Ndabeni-Abrahams’ spokesperson, Nthabeleng Mokitimi-Dlamini, said the minister would “communicate” after the matter was resolved.

“This is a matter of national interest and not a matter of politicking,” she said, adding that the ministry would not respond to allegations from faceless sources.

ANC spokesperson Pule Mabe denied the party had any strategy to collapse the SABC board, saying: “That is a sheer figment of the imagination. We do not have such a programme.”

He said that “all hands are on deck” to save jobs at the SABC, adding: “The new minister must be allowed to settle in and do her job.”

DA communications spokesperson Phumzile van Damme said Parliament was clear that a skills and salary audit was needed before any retrenchments, as well as a clear plan outlining how the broadcaster would sustain itself.

“We have given the SABC until our next meeting to provide this information,” she said.

“The fact that the SABC has indicated that it will retrench regardless is unsettling, and indicative of a board that is unable to do the basics and stubbornly intent on retrenching staff without doing their homework first.

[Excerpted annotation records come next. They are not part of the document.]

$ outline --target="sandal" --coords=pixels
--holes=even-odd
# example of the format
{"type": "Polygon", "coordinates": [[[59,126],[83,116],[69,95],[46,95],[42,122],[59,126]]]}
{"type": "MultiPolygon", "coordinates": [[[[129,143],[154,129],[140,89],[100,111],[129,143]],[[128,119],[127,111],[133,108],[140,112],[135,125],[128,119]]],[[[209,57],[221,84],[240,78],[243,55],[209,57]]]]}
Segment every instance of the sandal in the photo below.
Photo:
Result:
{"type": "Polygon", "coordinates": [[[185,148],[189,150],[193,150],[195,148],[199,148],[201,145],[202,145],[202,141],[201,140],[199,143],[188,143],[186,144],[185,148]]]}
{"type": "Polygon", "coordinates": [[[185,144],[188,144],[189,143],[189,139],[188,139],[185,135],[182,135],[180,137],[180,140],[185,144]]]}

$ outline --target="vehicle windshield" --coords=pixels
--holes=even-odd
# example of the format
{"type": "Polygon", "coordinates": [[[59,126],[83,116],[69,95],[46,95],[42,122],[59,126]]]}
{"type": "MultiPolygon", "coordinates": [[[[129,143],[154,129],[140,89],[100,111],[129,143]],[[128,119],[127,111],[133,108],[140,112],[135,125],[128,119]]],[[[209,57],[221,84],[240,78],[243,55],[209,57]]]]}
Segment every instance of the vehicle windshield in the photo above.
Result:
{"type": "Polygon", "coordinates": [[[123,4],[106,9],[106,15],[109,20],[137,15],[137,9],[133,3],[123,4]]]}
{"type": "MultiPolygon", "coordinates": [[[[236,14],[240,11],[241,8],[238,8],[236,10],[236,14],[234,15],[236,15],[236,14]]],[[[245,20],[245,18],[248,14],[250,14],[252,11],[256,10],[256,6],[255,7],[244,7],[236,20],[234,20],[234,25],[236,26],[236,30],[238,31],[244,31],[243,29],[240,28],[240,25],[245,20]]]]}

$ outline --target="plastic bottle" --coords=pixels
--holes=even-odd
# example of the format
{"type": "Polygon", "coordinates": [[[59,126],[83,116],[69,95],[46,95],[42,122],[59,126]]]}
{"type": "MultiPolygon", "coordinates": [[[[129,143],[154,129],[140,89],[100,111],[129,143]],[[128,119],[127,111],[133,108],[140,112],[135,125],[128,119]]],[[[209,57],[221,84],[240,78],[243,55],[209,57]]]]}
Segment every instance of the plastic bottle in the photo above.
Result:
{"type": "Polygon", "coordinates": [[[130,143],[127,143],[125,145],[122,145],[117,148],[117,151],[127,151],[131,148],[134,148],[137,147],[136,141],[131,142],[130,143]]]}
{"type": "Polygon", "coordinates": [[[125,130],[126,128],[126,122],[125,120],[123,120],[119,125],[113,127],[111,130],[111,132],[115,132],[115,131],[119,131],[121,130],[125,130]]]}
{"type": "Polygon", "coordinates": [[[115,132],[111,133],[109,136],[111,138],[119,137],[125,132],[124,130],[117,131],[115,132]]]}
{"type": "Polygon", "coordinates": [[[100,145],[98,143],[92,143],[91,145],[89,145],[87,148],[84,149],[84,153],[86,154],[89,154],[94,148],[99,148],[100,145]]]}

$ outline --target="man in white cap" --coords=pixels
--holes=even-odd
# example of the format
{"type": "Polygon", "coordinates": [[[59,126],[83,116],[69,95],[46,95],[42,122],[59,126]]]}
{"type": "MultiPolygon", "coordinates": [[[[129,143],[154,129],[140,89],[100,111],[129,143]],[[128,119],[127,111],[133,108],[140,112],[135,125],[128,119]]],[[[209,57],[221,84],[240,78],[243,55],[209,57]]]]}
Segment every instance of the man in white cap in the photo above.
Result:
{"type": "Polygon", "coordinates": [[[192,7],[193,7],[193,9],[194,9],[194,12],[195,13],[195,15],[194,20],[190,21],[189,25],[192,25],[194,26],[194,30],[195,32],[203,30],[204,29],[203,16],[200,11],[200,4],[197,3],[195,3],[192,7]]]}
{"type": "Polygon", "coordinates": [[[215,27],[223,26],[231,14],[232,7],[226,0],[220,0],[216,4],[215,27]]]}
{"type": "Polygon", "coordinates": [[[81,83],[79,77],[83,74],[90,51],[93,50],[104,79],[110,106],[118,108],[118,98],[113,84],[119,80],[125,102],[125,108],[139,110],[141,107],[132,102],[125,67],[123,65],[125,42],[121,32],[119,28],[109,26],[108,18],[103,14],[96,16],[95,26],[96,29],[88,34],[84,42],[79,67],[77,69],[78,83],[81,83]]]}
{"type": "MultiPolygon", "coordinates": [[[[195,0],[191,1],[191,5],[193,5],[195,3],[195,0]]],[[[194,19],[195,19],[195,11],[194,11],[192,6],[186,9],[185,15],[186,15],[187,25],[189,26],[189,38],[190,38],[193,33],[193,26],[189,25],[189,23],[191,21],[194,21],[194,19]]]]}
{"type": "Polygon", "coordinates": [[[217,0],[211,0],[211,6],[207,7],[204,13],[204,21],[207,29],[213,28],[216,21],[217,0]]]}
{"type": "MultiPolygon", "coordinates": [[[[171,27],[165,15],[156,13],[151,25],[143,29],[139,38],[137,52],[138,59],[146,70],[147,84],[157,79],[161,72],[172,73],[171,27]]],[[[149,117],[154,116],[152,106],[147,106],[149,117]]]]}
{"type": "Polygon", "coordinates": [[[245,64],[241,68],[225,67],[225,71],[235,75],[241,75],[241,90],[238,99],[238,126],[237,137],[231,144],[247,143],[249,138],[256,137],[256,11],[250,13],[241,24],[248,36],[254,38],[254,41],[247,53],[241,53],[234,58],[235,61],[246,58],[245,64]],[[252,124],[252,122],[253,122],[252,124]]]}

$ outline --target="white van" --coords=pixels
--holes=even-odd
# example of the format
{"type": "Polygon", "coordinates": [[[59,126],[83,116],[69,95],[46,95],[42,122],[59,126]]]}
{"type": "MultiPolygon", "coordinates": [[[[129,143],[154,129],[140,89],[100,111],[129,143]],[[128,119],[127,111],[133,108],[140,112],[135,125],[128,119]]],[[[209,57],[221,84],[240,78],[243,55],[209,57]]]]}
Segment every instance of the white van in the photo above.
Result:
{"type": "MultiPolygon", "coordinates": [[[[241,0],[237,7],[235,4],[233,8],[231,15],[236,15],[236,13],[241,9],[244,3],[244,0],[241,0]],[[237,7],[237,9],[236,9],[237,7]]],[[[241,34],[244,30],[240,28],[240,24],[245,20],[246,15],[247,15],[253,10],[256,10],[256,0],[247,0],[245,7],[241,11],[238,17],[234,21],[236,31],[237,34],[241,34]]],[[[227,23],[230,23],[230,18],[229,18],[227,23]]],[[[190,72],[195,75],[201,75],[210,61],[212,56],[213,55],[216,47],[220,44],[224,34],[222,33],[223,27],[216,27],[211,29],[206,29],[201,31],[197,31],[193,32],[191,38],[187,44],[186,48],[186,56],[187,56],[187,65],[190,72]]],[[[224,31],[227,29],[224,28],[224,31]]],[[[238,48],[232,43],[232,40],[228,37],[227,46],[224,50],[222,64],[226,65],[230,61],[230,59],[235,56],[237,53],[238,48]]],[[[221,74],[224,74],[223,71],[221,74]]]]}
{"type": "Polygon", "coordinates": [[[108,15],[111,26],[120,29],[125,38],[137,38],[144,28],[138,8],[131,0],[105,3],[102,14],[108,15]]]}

“But I am also awake to the fact that the dissolution of the board could be used to appoint an interim board for the duration of the election, which will be at the beck and call of the ANC.”

Hannes du Buisson, president of the Broadcasting, Electronic, Media and Allied Workers’ Union, said the SABC board appeared to be a “law unto themselves” and “responsible for the first full-blown strike in 20 years at the SABC”.

“This board has absolutely no compassion for SABC employees, whom they regard as numbers – and no appreciation and acknowledgment for highly trained professional broadcasters,” he said.